Cronistoria dalle alture di La Paz per analizzare il torrido conflitto nel paese andino-amazzonico governato da Evo Morales in seguito alle elezioni presidenziali dello scorso 20 ottobre. I dubbi delle opposizioni e le loro marce dalle componenti razziste, il ruolo dell’Organizzazione degli Stati Americani e il fantasma della polarizzazione che ricorda i decenni passati.

Nelle ultime ore la situazione in Bolivia è precipitata: l’ammutinamento di diversi corpi di polizia a Cochabamba e a Santa Cruz segnala l’avanzata di un tentativo di golpe contro il presidente Evo Morales. Le proteste, che vanno avanti dalle elezioni del 20 ottobre, si sono intensificate in questi giorni, con un significativo aumento della violenza, come il sequestro e la violenza di gruppi paramilitari dell’opposizione contro Patricia Arce Guzmán, sindaca di Vinto, appartenente al MAS (Movimiento al Socialismo, il partito di governo). Dopo questi ultimi fatti, il presidente Evo Morales ha lanciato un appello chiamando alla resistenza e convocando alla mobilitazione pacifica in difesa della democrazia e della pace, denunciando un golpe in corso in Bolivia.

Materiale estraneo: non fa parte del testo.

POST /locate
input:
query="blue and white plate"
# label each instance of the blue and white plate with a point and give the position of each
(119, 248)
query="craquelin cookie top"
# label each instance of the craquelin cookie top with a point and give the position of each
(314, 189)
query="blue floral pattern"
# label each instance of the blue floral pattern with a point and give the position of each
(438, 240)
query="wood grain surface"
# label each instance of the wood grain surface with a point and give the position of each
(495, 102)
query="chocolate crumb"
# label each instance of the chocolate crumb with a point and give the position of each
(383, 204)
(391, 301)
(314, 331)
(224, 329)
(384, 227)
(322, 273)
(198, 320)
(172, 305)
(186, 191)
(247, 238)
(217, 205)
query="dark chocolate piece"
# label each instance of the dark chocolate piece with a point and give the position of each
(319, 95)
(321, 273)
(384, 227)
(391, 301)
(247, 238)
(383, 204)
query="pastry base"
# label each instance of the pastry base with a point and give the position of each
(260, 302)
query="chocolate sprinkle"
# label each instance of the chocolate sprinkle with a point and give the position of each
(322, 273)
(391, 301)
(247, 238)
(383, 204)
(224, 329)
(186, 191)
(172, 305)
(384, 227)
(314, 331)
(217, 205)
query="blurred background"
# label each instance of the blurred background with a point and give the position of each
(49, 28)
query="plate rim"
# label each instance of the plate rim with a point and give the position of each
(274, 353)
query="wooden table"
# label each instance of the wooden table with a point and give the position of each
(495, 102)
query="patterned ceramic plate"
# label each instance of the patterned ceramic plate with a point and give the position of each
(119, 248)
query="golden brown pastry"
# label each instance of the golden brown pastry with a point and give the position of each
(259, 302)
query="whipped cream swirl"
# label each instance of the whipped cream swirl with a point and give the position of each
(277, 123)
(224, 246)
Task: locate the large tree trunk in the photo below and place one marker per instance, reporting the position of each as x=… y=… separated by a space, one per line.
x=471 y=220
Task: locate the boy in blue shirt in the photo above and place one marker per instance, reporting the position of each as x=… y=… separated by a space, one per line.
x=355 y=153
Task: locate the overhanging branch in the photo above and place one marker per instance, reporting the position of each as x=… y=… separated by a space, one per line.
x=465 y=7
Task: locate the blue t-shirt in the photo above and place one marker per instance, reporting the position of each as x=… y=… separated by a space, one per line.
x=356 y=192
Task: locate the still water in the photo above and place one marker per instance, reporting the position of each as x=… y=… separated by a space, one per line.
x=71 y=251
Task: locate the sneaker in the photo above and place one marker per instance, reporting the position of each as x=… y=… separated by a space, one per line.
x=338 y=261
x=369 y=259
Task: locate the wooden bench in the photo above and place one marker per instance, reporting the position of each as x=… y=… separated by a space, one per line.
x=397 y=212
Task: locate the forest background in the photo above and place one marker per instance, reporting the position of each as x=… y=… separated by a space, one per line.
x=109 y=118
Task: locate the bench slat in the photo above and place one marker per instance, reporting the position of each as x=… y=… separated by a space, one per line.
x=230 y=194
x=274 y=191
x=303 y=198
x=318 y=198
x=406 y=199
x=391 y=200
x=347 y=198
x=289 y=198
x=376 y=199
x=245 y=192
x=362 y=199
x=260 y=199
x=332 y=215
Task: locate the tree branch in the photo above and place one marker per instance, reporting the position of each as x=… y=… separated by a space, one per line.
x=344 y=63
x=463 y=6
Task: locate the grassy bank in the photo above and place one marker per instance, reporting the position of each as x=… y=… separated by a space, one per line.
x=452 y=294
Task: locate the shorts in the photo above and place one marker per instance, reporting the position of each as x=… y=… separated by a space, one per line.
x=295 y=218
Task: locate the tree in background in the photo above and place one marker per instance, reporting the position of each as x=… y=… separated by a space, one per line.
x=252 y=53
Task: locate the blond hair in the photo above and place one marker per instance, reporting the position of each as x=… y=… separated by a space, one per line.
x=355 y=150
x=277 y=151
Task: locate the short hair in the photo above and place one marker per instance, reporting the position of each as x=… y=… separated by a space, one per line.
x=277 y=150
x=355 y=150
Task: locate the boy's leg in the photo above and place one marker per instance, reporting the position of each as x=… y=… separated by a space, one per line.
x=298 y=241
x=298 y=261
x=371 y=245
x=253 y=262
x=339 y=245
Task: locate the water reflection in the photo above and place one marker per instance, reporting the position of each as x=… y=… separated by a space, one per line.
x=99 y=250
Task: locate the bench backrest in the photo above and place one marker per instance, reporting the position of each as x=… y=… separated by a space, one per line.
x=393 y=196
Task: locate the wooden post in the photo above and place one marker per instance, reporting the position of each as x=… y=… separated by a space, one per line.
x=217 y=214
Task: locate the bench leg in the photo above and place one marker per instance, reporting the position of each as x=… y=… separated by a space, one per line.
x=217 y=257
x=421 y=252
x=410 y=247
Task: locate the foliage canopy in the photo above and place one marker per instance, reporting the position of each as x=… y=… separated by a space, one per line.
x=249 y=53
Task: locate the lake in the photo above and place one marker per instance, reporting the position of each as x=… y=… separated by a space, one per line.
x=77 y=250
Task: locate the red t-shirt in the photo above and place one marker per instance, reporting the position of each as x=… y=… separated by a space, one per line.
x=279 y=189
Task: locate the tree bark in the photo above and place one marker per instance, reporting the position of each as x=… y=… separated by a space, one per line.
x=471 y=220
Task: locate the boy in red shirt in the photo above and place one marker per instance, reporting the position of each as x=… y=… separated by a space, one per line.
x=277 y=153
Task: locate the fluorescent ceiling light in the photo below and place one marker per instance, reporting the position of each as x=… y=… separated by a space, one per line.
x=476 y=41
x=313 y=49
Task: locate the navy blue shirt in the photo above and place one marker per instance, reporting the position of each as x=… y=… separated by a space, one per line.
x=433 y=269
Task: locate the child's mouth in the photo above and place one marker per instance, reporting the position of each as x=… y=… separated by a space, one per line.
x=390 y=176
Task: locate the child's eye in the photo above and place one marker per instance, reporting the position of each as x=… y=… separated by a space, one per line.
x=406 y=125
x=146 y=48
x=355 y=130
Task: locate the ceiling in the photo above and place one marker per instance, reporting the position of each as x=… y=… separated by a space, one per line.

Negli ultimi giorni in aumento anche scontri tra sostenitori di Evo e gruppi legati al leader razzista di estrema destra Camacho, dei Comitati Civici di Santa Cruz, che ha preso il sopravvento nella leadership delle proteste e del tentativo di golpe contro Evo rispetto al candidato più votato dopo Morales, l’ex presidente Carlos Mesa. Le forze armate hanno dichiarato ieri che non interverranno né reprimeranno il popolo boliviano, in attesa di una soluzione politica, mentre l’opposizione ha lanciato per martedì la mobilitazione contro il governo, disconoscendo il voto e chiedendo che Morales abbandoni il potere, nonostante il riconteggio dei voti in corso. L’obiettivo delle destre, con un certo appoggio popolare nelle aree ricche del paese, a Santa Cruz e Cochabamba in particolare, è destituire Morales, non attendendo nemmeno il riconteggio dei voti.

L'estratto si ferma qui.